HeavyBall 3.0.0 was benchmarked against HeavyBall 2.0.0 and torch.optim with
benchmarks/bench_release_optimizers.py, with compiled AdamW step latency
dropping from 10.63 ms in HeavyBall 2.0.0 to 4.15 ms in HeavyBall 3.0.0, a 2.56x speedup.

Breaking changes

Class renames

Every Foreach* class is renamed to its short form.
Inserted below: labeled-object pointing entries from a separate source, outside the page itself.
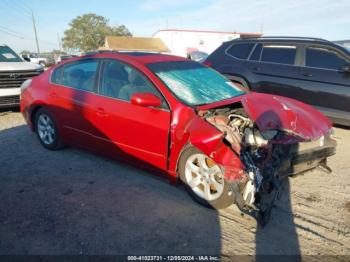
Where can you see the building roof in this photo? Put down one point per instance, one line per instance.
(122, 43)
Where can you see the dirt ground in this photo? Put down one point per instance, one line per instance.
(74, 202)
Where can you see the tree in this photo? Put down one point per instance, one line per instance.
(88, 32)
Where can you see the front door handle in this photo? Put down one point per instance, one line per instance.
(101, 112)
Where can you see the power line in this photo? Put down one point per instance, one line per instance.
(18, 7)
(15, 11)
(12, 31)
(9, 33)
(24, 5)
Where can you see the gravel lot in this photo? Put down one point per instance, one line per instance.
(74, 202)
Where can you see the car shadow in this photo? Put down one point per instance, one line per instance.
(73, 202)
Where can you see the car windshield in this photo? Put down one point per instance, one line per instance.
(193, 83)
(8, 55)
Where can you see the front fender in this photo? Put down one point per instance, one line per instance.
(209, 140)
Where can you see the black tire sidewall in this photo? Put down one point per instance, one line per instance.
(56, 142)
(223, 201)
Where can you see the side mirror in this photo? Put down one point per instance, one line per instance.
(346, 68)
(145, 99)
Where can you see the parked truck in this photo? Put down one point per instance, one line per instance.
(13, 72)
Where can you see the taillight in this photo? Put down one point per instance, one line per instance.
(208, 63)
(25, 85)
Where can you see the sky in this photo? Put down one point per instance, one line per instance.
(329, 19)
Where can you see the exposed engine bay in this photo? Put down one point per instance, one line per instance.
(267, 157)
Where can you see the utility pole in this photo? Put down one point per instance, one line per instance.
(59, 42)
(36, 34)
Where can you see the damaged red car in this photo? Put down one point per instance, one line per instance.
(181, 118)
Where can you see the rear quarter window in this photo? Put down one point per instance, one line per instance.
(281, 54)
(324, 58)
(240, 51)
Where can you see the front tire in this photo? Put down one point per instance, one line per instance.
(204, 179)
(46, 130)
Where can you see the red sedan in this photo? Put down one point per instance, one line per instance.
(181, 118)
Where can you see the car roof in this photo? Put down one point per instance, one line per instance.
(140, 57)
(282, 38)
(288, 39)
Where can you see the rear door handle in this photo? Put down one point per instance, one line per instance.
(101, 112)
(307, 74)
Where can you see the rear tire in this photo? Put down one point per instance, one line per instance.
(204, 179)
(46, 130)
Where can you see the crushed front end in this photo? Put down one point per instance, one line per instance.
(267, 155)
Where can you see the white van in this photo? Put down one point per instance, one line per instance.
(13, 72)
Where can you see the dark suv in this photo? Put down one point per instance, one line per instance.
(312, 70)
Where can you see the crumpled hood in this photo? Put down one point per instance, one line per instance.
(282, 113)
(19, 66)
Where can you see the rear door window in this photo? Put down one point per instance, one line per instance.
(321, 57)
(256, 53)
(79, 75)
(281, 54)
(240, 51)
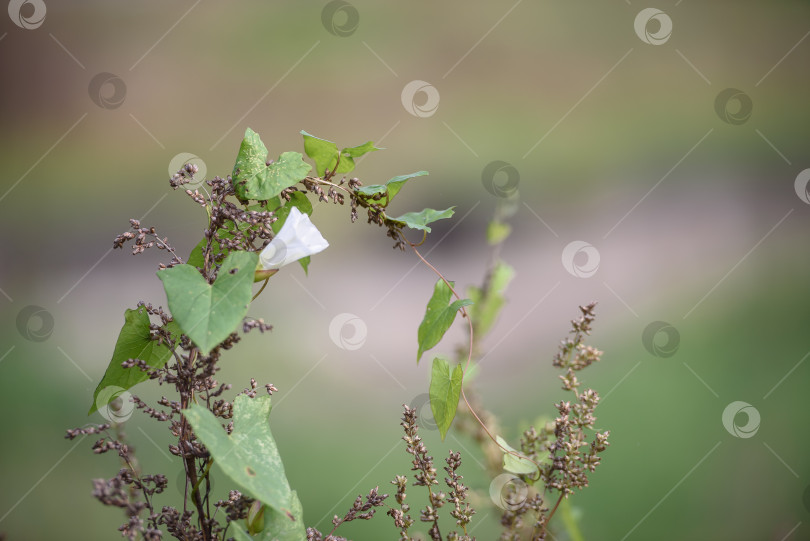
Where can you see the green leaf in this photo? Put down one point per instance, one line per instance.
(134, 342)
(486, 309)
(419, 220)
(438, 317)
(254, 179)
(325, 154)
(497, 232)
(209, 313)
(302, 203)
(388, 190)
(445, 389)
(278, 526)
(249, 456)
(516, 464)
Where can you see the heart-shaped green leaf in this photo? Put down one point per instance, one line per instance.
(302, 203)
(278, 526)
(325, 154)
(254, 179)
(438, 317)
(134, 342)
(249, 456)
(445, 390)
(209, 313)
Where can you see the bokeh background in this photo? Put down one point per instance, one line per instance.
(617, 130)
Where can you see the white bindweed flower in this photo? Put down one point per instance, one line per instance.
(298, 238)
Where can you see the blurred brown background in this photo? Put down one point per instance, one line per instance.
(689, 202)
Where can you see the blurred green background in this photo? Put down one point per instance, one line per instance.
(614, 126)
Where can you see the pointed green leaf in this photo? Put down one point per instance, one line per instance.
(497, 232)
(325, 154)
(134, 342)
(486, 309)
(251, 160)
(419, 220)
(278, 526)
(388, 190)
(249, 456)
(209, 313)
(438, 317)
(445, 390)
(516, 464)
(197, 259)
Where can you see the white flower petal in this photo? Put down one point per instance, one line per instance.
(298, 238)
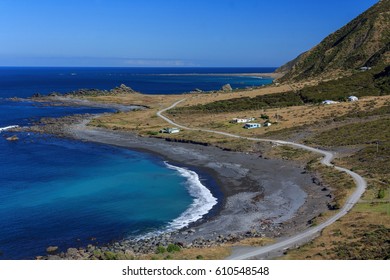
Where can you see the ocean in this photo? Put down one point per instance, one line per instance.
(67, 193)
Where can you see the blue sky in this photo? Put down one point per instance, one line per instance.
(219, 33)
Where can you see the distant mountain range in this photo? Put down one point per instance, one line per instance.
(363, 42)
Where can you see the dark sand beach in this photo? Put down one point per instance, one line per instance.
(273, 197)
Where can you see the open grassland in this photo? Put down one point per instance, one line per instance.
(359, 131)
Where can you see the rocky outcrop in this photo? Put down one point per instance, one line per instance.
(364, 41)
(128, 249)
(227, 88)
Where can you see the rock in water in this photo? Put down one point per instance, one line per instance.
(12, 138)
(51, 250)
(227, 87)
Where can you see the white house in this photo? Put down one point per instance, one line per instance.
(329, 102)
(237, 120)
(170, 130)
(252, 125)
(353, 98)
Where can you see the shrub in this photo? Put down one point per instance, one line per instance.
(160, 250)
(173, 248)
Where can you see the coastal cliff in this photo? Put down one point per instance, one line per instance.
(363, 42)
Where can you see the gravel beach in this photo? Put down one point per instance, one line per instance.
(273, 197)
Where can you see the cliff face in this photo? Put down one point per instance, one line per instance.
(365, 41)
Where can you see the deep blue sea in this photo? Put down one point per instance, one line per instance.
(60, 192)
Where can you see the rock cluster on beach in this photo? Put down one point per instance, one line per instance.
(127, 249)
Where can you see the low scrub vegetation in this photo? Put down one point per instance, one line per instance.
(374, 82)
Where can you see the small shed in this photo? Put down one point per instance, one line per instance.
(238, 120)
(170, 130)
(329, 102)
(252, 125)
(352, 98)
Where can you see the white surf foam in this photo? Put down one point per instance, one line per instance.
(203, 202)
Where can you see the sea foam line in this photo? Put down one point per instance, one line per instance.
(203, 202)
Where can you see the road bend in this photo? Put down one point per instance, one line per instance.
(281, 245)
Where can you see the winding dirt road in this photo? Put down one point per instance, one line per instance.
(281, 245)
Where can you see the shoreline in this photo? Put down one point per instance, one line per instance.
(256, 203)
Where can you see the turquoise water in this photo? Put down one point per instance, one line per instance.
(68, 193)
(58, 192)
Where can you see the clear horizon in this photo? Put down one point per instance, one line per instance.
(172, 33)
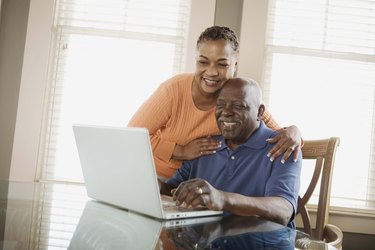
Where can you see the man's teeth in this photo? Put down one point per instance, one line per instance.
(229, 123)
(210, 81)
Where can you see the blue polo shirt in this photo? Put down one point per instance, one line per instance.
(246, 170)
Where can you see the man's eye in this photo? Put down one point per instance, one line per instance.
(239, 107)
(223, 65)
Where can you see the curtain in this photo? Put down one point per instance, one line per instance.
(107, 57)
(320, 75)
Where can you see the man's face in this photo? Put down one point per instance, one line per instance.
(215, 63)
(236, 114)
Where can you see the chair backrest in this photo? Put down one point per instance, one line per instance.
(323, 152)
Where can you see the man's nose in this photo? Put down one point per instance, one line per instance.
(212, 70)
(227, 111)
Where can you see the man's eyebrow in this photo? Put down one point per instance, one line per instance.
(220, 59)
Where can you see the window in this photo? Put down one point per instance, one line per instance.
(320, 75)
(108, 57)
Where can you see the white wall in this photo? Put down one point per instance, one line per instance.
(32, 91)
(27, 116)
(12, 42)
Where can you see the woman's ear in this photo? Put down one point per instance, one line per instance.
(260, 112)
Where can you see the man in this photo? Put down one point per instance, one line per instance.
(239, 178)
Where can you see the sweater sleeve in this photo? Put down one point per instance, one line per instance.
(270, 121)
(154, 114)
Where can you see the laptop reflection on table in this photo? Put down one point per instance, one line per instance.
(102, 226)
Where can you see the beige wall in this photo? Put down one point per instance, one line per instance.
(12, 43)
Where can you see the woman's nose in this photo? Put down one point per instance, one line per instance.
(212, 70)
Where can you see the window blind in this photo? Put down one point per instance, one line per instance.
(108, 56)
(320, 75)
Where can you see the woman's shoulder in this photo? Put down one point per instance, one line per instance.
(179, 80)
(178, 84)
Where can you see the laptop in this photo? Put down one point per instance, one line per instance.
(118, 169)
(106, 227)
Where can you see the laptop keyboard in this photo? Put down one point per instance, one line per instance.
(170, 204)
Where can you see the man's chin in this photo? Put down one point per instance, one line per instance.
(228, 135)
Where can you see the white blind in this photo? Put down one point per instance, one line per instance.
(320, 75)
(108, 57)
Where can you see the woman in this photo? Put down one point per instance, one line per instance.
(180, 114)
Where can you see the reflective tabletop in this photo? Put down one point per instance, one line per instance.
(61, 216)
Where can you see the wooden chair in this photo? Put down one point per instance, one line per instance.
(323, 153)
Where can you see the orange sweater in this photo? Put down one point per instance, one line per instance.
(172, 118)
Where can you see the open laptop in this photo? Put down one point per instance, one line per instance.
(106, 227)
(118, 168)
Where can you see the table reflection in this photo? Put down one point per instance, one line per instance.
(105, 227)
(58, 216)
(233, 232)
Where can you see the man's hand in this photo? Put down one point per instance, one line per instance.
(196, 148)
(287, 141)
(198, 192)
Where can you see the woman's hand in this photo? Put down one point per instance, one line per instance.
(287, 141)
(196, 148)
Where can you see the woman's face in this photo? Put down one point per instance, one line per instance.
(215, 62)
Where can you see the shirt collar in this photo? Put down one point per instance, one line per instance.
(256, 141)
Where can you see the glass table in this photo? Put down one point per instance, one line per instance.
(61, 216)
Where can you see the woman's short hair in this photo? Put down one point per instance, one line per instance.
(215, 33)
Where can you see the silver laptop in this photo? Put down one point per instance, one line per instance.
(118, 168)
(106, 227)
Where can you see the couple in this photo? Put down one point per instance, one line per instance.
(180, 117)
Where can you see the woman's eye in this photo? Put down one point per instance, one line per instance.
(240, 107)
(223, 65)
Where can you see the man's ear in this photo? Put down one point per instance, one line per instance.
(261, 111)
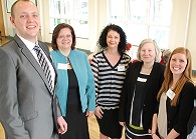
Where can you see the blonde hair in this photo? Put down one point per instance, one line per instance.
(157, 49)
(186, 76)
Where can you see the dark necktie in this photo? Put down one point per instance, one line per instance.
(44, 65)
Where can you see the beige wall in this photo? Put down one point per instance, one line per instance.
(182, 24)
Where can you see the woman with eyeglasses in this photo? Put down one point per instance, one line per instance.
(75, 86)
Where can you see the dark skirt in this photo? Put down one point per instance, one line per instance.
(77, 123)
(131, 133)
(109, 124)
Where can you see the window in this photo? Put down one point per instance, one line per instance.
(73, 12)
(142, 19)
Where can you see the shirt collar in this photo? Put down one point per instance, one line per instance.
(28, 44)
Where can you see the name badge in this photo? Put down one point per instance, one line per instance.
(170, 94)
(62, 66)
(121, 68)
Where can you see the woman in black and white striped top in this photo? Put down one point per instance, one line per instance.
(109, 67)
The old short-form aliases (which existed
in 2.x) keep working, only the Foreach* imports break.

2.x name 3.x name
ForeachAdamW AdamW
ForeachNAdam NAdam
ForeachAdEMAMix AdEMAMix
ForeachAdamC AdamC
ForeachRMSprop RMSprop
ForeachSFAdamW SFAdamW
ForeachADOPT ADOPT
ForeachMuon Muon
ForeachLaProp LaProp
ForeachSignLaProp SignLaProp
ForeachSOAP SOAP
ForeachSOAPNAdam SOAPNAdam
ForeachSOAPAdEMAMix SOAPAdEMAMix
ForeachSOLP SOLP
ForeachPSGDKron PSGDKron
ForeachPSGDLRA PSGDLRA

Removed optimizer classes

These were thin subclasses that only set a class-level default. Use the parent class with the
corresponding constructor argument instead.

2.x class 3.x equivalent
PaLMForeachSFAdamW / PaLMSFAdamW SFAdamW(..., palm=True)
PaLMForeachSOAP / PaLMSOAP / PalmForEachSoap SOAP(..., palm=True)
PrecondScheduleForeachSOAP / PrecondScheduleSOAP SOAP(..., use_precond_schedule=True)
PrecondSchedulePaLMForeachSOAP / PrecondSchedulePaLMSOAP SOAP(..., palm=True, use_precond_schedule=True)
ForeachPurePSGD / PurePSGD PSGDKron(..., exp_avg_input=False)
ForeachCachedPSGDKron / CachedPSGDKron PSGDKron(...) (caching is now the default)
ForeachDelayedPSGD / DelayedPSGD PSGDKron(..., delayed=True)
ForeachCachedDelayedPSGDKron / CachedDelayedPSGDKron PSGDKron(..., delayed=True)
ForeachCachedNewtonPSGD / NewtonPSGDKron PSGDKron(..., hessian_approx=True)
NewtonHybrid2PSGDKron PSGDKron(..., hessian_approx=True, hvp_interval=2)
ForeachDelayedPSGDLRA / DelayedPSGDLRA PSGDLRA(..., delayed=True)
ForeachNewtonPSGDLRA / NewtonPSGDLRA PSGDLRA(..., hessian_approx=True)
NewtonHybrid2PSGDLRA PSGDLRA(..., hessian_approx=True, hvp_interval=2)

Renamed parameters

2.x parameter 3.x parameter Notes
foreach multi_tensor Passing foreach emits a FutureWarning and remaps automatically

Removed parameters

These raise TypeError if passed. They were either unused or replaced by better defaults.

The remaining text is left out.